Vecchia_Abbazia.jpgGuidoni Galgano était né en 1148 aux parents nobles à la maison dans le village de Chiusdino Salic, une petite ville qui se trouve à l'ouest du contrat d'abbaye. Les événements de sa vie ont été en partie transfigurés par les légendes poétiques qui cachent une base historique.

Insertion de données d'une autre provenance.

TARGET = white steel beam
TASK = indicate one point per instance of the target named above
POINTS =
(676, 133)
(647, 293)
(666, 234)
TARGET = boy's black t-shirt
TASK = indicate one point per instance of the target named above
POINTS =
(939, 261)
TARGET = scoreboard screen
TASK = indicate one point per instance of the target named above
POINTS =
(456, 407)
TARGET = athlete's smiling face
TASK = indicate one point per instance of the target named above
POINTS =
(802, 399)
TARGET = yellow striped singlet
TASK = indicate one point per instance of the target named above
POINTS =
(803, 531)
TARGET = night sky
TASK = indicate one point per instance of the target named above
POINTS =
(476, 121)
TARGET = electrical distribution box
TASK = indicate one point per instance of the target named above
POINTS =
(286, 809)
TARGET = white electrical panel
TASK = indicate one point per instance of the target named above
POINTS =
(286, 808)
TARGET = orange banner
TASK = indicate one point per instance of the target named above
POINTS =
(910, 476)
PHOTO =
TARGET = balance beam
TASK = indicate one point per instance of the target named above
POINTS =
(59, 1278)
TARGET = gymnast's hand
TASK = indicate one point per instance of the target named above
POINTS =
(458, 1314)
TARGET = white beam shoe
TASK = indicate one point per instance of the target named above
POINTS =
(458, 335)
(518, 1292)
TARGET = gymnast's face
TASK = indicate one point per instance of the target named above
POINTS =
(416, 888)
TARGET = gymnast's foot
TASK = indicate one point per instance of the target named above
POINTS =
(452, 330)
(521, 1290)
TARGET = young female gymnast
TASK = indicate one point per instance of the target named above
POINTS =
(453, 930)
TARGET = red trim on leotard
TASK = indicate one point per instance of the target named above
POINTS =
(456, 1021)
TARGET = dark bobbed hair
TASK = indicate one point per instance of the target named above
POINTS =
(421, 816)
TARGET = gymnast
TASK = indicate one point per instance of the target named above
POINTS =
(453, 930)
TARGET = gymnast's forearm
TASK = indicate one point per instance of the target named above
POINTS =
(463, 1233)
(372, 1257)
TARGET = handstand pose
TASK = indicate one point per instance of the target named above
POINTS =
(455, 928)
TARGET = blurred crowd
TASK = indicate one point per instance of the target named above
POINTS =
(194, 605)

Une légende croit sa naissance presque miraculeuse : les parents, le Guy et le Dionisia, ils auraient eu après des années de stérilité, par l'intervention de St Michael, beaucoup vénérée dans le secteur, particulièrement dans les petites villes des collines environnantes. Galgano s'est développé beau, insouciant, fier et arrogant. Sa jeunesse frivole et libertine retrace légèrement l'historique de Francis d'Assisi proche-contemporain en tant que ces derniers, Galgano a souvent senti la futilité de sa vie dispersée et a senti le supplice de ne pas avoir un but de vivre, sien titre convoité de chevalier que l'intoxication l'a causé pas qu'il a prévu. Et cette inquiétude a lentement pris la décision au changement, seul pour vivre en contact avec Dieu et la nature. Recommandé par de divers ermites, beaucoup dans le secteur, et en particulier par William Malavalle, fondateur d'un monastère célèbre dans le Maremma, Galgano s'est retiré dessus ou colline de Cerboli Montesiepi, pas loin de Chiusdino, direction Monticiano, où il a vécu pendant douze mois dans une hutte circulaire, construit des brindilles.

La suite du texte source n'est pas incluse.